Multi-layer health monitoring for the agent fleet with real-time alerts, automatic cleanup of stuck resources, and a fleet-wide health dashboard.

Health Levels

Ordered by severity:

LevelMeaning
healthyAll checks passing
degradedMinor issues detected
unhealthySignificant problems
criticalImmediate attention required
unknownUnable to determine status

Three Monitoring Layers

1

Docker layer — Container status, CPU/memory usage, restart count, OOM detection.

2

Network layer — Agent HTTP reachability with latency tracking.

3

Business layer — Runtime availability, context usage, error rates.

Alert Cooldowns

Repeated alerts for the same condition are throttled to prevent notification spam.

Fleet Health Dashboard

The fleet health dashboard is an admin-only view that summarizes the health of all agents in the system.

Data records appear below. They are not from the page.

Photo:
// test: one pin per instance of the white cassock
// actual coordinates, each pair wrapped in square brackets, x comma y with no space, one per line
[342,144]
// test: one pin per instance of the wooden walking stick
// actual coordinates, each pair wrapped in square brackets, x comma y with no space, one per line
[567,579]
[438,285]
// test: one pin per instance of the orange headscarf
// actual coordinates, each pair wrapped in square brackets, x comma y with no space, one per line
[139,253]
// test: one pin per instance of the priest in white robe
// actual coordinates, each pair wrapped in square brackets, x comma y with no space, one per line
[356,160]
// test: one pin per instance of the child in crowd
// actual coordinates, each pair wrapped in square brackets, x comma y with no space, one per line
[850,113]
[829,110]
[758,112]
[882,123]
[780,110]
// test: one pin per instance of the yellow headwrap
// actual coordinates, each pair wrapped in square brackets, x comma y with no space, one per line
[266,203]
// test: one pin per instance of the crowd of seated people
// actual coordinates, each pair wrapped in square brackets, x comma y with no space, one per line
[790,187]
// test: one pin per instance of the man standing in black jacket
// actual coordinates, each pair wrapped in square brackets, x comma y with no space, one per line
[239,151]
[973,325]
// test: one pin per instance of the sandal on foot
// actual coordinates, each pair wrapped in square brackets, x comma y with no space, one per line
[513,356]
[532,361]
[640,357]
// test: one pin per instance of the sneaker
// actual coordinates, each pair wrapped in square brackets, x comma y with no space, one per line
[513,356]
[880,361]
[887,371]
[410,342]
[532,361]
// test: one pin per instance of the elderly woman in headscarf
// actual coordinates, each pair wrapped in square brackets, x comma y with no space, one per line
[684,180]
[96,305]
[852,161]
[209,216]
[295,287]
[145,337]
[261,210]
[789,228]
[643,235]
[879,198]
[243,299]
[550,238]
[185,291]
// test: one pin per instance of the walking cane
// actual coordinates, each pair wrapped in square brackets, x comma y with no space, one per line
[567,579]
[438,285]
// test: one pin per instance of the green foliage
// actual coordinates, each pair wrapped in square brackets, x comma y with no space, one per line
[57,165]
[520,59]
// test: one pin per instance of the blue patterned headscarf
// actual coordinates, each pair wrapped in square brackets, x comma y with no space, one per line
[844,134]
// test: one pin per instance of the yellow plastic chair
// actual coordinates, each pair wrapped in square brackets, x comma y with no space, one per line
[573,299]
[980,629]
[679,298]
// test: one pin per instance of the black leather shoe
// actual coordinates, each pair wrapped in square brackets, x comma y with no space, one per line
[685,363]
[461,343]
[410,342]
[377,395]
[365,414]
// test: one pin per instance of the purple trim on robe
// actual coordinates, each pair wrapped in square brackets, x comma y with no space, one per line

It is accessible from the admin area of the UI.

Real-time WebSocket updates push health state changes as they occur.
Individual agent health is visible in both the agent header and the Agents listing page.

Cleanup Service

A background service that automatically recovers stuck resources:

Stale executions — Any execution with status='running' for longer than 120 minutes is marked failed.
Stale activities — Any activity with activity_state='started' for longer than 120 minutes is marked failed.
Stale Redis slots — Orphaned slot reservations are released.
Run frequency — Every 5 minutes, plus a one-shot sweep on backend restart.
Startup recovery — Orphaned executions (container down, not in process registry) are marked failed immediately and their slots are released.

MCP Tools

Agents can query monitoring data through these MCP tools:

ToolDescription
get_fleet_health()Fleet-wide health summary
get_agent_health(name)Individual agent health
trigger_health_check()Force an immediate health check

API Endpoints

EndpointMethodDescription
/api/monitoring/fleet-healthGETFleet health summary
/api/monitoring/cleanup-statusGETCleanup service status (admin)
/api/monitoring/cleanup-triggerPOSTForce a cleanup run (admin)